# AGR and Facebook



## TinCan782 (Oct 7, 2012)

Just noticed on AGR's Facebook page a "new" offer...

"Connect to Facebook and earn *100 bonus points* now through November 3, 2012. Plus, earn even more with exclusive Facebook promotions."

Other than the upfront stated benefits, what are the other ramifications of doing so?

At the moment, I don't feel a need to view my AGR account via Facebook...I'll just go the AGR website.

John


----------



## Linda T (Oct 7, 2012)

FrensicPic said:


> Just noticed on AGR's Facebook page a "new" offer...
> 
> "Connect to Facebook and earn *100 bonus points* now through November 3, 2012. Plus, earn even more with exclusive Facebook promotions."
> 
> ...


I'm not sure I'm comfortable (security wise) putting that sort of thing on FB. So I was wondering the same thing. One hundred points isn't that much of an incentive for me.

Linda.


----------



## TinCan782 (Oct 7, 2012)

My thoughts exactly!



Linda T said:


> FrensicPic said:
> 
> 
> > Just noticed on AGR's Facebook page a "new" offer...
> ...


----------



## Acela150 (Oct 7, 2012)

Keep in mind it's 100 points. Amtrak doesn't offer many freebies as far as bonuses. So I'll take this one. This is good if your trying to build your account or if you just joined. I am building my account. So I took this promotion. How often am I going to look at my AGR page on Facebook? Never.. I very rarely look at the Amtrak page. As a matter of fact the majority of the votes of a poll stated that they joined this "Facebook and AGR Connect" just for the bonus.


----------



## winterskigirl (Oct 8, 2012)

Totally agree with Acela150. I did it to get the 100 points as I'm building my AGR account also.


----------



## Anderson (Oct 8, 2012)

Eh, I'll pass. If the Facebook-oriented freebies turn out to be decent, I'll reconsider, but this does nothing for tier qualifying points as far as I can tell at a quick glance.

The problem is that while I'm willing to be a bit trusting of AGR, I don't trust Facebook not to start "checking me in" when I go someplace, announcing my trips, or some other antics.


----------



## jdcnosse (Oct 8, 2012)

I did it, and to be fair, the AGR app only accessed my basic information, because well from the looks of it, it's just an embedded HTML of the actual AGR page


----------



## rrdude (Oct 8, 2012)

I linked mine too.

Talk about "INSTANT POINTS"!

By the time it took me to move my mouse over to my AGR tab, and refresh the screen, the 100 points were there..........


----------



## SarahZ (Oct 8, 2012)

I linked mine. I love free points. 

You can set your preferences so it doesn't post on your behalf (or make the posts private). You can do that with any Facebook link/app, actually. You can also set your Facebook so nobody can check you in anywhere, whether it be friends or an app. I believe that's under your regular Facebook Privacy Settings.


----------



## Shortline (Oct 8, 2012)

No thanks, not for just 100 points.


----------



## jdcnosse (Oct 9, 2012)

Sorcha said:


> I linked mine. I love free points.
> 
> You can set your preferences so it doesn't post on your behalf (or make the posts private). You can do that with any Facebook link/app, actually. You can also set your Facebook so nobody can check you in anywhere, whether it be friends or an app. I believe that's under your regular Facebook Privacy Settings.

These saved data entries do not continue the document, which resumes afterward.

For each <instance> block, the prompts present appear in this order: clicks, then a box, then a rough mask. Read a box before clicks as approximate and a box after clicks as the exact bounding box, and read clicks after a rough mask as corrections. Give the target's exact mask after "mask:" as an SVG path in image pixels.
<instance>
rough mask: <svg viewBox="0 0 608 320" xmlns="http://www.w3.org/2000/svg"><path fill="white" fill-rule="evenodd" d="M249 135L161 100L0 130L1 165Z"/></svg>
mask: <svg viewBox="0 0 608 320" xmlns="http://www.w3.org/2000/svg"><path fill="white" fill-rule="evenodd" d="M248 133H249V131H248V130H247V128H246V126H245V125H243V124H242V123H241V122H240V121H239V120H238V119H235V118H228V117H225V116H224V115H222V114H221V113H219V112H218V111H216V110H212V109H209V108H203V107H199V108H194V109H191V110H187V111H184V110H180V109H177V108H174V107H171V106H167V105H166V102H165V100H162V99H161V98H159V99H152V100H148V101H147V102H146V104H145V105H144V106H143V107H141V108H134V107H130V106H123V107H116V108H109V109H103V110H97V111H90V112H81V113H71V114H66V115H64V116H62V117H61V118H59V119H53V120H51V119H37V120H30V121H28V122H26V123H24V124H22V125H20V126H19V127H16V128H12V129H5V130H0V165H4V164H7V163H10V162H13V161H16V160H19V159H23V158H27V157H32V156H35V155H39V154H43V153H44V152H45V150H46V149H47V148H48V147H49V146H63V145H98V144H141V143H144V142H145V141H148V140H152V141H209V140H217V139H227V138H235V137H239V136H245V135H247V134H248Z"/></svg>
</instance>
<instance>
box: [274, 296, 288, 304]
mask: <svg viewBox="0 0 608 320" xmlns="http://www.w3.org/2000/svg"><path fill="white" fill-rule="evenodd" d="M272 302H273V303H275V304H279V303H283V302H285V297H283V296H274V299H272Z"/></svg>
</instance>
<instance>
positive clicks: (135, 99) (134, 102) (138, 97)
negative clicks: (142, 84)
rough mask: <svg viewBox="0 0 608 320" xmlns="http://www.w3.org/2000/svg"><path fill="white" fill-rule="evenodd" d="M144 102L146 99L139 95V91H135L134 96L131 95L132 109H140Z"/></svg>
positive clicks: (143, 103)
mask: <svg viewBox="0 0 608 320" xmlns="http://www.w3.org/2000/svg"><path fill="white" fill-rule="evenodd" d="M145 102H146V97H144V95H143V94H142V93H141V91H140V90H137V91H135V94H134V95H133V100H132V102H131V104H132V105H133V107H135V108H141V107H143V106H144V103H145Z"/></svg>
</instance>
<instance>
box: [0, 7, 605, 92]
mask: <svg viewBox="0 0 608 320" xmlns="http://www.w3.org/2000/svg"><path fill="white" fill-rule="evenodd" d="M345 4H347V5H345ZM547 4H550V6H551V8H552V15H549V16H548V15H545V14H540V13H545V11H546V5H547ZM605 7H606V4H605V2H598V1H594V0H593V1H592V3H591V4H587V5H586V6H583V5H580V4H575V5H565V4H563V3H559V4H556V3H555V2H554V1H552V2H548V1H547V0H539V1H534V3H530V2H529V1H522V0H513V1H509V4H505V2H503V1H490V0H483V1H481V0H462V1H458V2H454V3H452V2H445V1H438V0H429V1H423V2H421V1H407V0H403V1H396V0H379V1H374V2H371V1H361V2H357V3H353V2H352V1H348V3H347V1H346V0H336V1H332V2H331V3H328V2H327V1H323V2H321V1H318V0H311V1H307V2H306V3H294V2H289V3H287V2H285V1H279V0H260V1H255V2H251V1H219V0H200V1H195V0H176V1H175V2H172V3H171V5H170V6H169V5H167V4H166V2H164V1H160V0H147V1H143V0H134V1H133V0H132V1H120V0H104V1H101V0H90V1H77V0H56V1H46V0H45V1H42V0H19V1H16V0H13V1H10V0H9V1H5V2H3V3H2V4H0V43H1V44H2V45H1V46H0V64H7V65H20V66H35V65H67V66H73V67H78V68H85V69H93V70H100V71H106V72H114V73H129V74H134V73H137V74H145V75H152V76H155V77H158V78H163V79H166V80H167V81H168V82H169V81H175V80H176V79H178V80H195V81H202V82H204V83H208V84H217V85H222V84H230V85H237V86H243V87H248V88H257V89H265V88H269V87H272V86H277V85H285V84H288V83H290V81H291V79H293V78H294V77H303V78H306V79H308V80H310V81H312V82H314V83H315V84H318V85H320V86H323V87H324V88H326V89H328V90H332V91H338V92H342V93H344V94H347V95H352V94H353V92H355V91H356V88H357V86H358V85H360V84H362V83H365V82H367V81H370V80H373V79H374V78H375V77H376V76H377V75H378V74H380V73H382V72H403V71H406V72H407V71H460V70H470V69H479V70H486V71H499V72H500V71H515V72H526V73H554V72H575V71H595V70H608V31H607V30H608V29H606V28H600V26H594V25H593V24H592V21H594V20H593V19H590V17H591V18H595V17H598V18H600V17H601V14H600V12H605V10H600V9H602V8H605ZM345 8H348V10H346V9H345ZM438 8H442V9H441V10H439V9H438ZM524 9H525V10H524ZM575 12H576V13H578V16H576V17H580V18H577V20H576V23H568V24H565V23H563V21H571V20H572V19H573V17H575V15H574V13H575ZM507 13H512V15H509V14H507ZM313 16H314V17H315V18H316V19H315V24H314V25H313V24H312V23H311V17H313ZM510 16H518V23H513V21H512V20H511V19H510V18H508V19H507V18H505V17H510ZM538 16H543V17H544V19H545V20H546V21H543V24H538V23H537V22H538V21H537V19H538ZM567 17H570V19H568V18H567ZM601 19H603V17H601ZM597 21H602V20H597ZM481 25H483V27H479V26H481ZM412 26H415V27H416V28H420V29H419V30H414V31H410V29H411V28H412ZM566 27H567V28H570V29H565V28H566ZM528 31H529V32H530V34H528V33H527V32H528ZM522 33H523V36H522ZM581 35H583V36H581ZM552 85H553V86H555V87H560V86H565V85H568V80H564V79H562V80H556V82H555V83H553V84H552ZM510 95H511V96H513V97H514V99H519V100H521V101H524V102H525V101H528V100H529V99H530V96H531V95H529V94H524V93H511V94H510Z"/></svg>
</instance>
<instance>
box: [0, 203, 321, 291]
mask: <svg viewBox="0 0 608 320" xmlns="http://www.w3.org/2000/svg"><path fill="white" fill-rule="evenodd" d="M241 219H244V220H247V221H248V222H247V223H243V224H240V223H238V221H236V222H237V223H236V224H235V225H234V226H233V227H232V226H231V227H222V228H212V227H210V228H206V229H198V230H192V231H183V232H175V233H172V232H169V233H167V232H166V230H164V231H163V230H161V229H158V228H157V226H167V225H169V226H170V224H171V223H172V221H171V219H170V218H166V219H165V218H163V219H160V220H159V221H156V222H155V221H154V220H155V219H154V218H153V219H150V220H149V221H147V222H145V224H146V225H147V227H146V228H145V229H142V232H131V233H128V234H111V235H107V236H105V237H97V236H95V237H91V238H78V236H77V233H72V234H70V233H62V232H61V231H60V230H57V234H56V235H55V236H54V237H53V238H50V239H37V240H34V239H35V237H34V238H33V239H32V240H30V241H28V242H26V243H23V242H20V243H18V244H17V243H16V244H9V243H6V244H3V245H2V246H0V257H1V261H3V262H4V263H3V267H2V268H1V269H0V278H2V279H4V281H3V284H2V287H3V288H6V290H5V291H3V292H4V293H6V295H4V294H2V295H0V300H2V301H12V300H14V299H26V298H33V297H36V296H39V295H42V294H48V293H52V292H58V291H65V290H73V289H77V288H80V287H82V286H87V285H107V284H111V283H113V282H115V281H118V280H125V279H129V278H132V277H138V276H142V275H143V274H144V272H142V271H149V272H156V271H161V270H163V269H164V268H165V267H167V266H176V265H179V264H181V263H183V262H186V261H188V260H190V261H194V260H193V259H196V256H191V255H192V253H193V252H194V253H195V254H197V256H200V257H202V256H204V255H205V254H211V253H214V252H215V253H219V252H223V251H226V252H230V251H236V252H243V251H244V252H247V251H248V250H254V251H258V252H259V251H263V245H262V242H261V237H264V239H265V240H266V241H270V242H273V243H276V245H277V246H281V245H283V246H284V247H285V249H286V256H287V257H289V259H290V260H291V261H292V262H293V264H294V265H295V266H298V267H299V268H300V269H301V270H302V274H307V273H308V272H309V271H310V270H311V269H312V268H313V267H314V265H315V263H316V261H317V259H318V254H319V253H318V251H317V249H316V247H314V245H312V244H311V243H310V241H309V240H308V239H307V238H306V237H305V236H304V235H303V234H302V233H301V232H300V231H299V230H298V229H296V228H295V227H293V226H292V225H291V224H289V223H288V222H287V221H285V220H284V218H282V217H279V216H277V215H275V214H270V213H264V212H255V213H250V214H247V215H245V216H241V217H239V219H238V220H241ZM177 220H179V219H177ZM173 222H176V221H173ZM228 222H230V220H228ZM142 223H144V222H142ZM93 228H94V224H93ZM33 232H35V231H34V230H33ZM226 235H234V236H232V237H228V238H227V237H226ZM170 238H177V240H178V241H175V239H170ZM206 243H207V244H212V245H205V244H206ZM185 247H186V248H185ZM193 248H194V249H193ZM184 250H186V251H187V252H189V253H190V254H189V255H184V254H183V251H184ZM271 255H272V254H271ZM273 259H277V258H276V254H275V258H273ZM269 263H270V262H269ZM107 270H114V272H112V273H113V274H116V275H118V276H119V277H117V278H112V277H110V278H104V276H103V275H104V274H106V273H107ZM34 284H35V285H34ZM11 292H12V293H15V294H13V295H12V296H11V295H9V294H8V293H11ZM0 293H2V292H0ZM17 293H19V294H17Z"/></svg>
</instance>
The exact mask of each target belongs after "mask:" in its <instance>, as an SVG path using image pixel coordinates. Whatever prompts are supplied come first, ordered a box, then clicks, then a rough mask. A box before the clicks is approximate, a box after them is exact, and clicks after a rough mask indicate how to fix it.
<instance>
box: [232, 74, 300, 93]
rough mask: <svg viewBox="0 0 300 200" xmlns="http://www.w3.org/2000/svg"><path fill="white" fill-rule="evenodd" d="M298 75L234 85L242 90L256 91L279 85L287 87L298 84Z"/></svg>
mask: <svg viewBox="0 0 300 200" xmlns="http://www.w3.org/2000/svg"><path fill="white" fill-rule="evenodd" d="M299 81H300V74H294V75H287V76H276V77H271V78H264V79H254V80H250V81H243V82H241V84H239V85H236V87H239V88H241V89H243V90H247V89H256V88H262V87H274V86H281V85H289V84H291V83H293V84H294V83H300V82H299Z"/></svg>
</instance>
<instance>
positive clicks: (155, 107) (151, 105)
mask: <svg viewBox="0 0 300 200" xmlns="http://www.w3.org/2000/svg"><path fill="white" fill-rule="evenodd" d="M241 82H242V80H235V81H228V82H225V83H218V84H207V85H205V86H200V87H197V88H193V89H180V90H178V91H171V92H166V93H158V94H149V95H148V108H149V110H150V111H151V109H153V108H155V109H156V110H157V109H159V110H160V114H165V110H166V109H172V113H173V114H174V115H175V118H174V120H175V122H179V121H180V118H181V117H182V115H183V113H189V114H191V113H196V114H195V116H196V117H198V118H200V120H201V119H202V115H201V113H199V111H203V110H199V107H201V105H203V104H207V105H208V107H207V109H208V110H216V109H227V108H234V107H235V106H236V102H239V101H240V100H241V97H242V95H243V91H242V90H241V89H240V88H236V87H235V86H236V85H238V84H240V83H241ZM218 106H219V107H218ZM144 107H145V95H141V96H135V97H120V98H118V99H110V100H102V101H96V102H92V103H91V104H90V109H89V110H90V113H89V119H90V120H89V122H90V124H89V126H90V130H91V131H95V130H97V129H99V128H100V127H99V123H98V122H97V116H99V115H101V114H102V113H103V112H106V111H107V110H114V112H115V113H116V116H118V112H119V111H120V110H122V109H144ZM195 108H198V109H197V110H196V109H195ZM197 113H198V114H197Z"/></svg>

Exactly. Not to mention that when you "install" the app, you can see everything it's going to "use."


----------



## JayPea (Oct 9, 2012)

I went for the 100 points and set my Facebook settings to my liking. I'll do anything for 100 points!


----------



## Acela150 (Oct 9, 2012)

rrdude said:


> I linked mine too.
> 
> Talk about "INSTANT POINTS"!
> 
> By the time it took me to move my mouse over to my AGR tab, and refresh the screen, the 100 points were there..........


I had to double check on the website that they were there it was that quick.. I said "Wait did they just deposit??"


----------



## Amtrak Cajun (Oct 10, 2012)

I just now did it for the free points. I set the app to only show me what it posts. That way my friends arent bothered with it.

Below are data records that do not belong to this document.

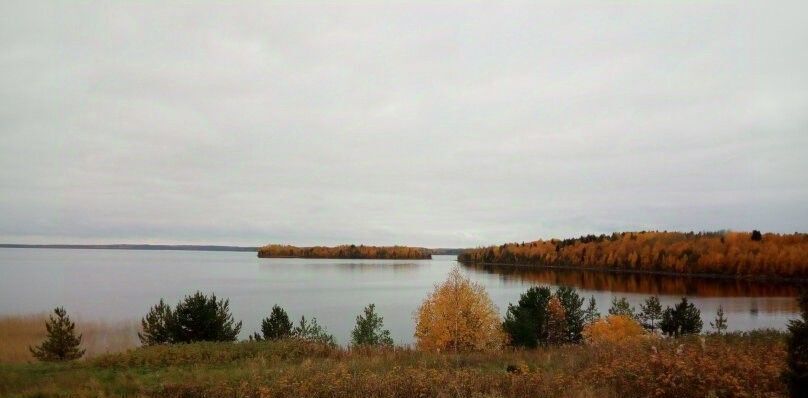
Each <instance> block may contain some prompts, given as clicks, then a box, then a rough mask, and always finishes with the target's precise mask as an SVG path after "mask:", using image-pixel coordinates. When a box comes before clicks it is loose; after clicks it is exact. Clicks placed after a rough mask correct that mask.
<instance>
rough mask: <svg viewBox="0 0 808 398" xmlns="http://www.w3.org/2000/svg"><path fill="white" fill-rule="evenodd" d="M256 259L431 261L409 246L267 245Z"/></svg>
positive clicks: (423, 248)
mask: <svg viewBox="0 0 808 398" xmlns="http://www.w3.org/2000/svg"><path fill="white" fill-rule="evenodd" d="M258 257H261V258H272V257H300V258H348V259H385V260H429V259H432V252H431V251H430V250H429V249H425V248H422V247H409V246H365V245H359V246H357V245H340V246H332V247H328V246H312V247H297V246H290V245H279V244H269V245H266V246H262V247H259V248H258Z"/></svg>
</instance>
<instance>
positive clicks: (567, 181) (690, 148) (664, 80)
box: [0, 0, 808, 247]
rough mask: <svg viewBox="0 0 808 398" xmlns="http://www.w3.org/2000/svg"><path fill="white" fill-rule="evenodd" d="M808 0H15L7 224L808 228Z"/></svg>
mask: <svg viewBox="0 0 808 398" xmlns="http://www.w3.org/2000/svg"><path fill="white" fill-rule="evenodd" d="M807 14H808V3H806V2H804V1H778V2H776V5H775V4H774V3H771V2H766V1H749V2H735V1H715V2H712V1H670V2H667V1H650V2H630V1H599V2H568V1H565V2H550V3H542V2H536V1H530V2H507V1H506V2H463V3H461V2H457V3H447V2H440V3H438V2H411V1H408V2H377V1H365V2H331V3H319V2H291V1H290V2H232V3H221V2H211V3H208V2H196V1H195V2H183V3H179V2H68V1H60V2H43V1H21V2H17V1H8V0H7V1H3V2H0V242H4V243H191V244H193V243H198V244H206V243H210V244H236V245H260V244H266V243H270V242H273V243H290V244H297V245H314V244H326V245H332V244H343V243H357V244H358V243H364V244H380V245H389V244H406V245H417V246H426V247H473V246H478V245H488V244H498V243H502V242H510V241H529V240H535V239H539V238H552V237H572V236H578V235H582V234H589V233H610V232H612V231H627V230H650V229H658V230H683V231H691V230H693V231H702V230H720V229H732V230H747V231H748V230H752V229H759V230H762V231H765V232H789V233H790V232H795V231H801V232H806V231H808V172H806V171H808V24H806V23H805V15H807Z"/></svg>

Im building my account also since I am fairly new to AGR. Any points I can get for free right now are a big help.


----------



## me_little_me (Oct 10, 2012)

Link anything to the worst site on the net for its privacy policy? I hate it when legitimate companies lower themselves to dealing with FB!

I guess it doesn't matter for those who have already sold their privacy down the river but for those of us who have resisted the dark side, I say NO!


----------



## BLOND37 (Oct 13, 2012)

ugh i keep trying to do this and when i click on the "connect" thing nothing happens


----------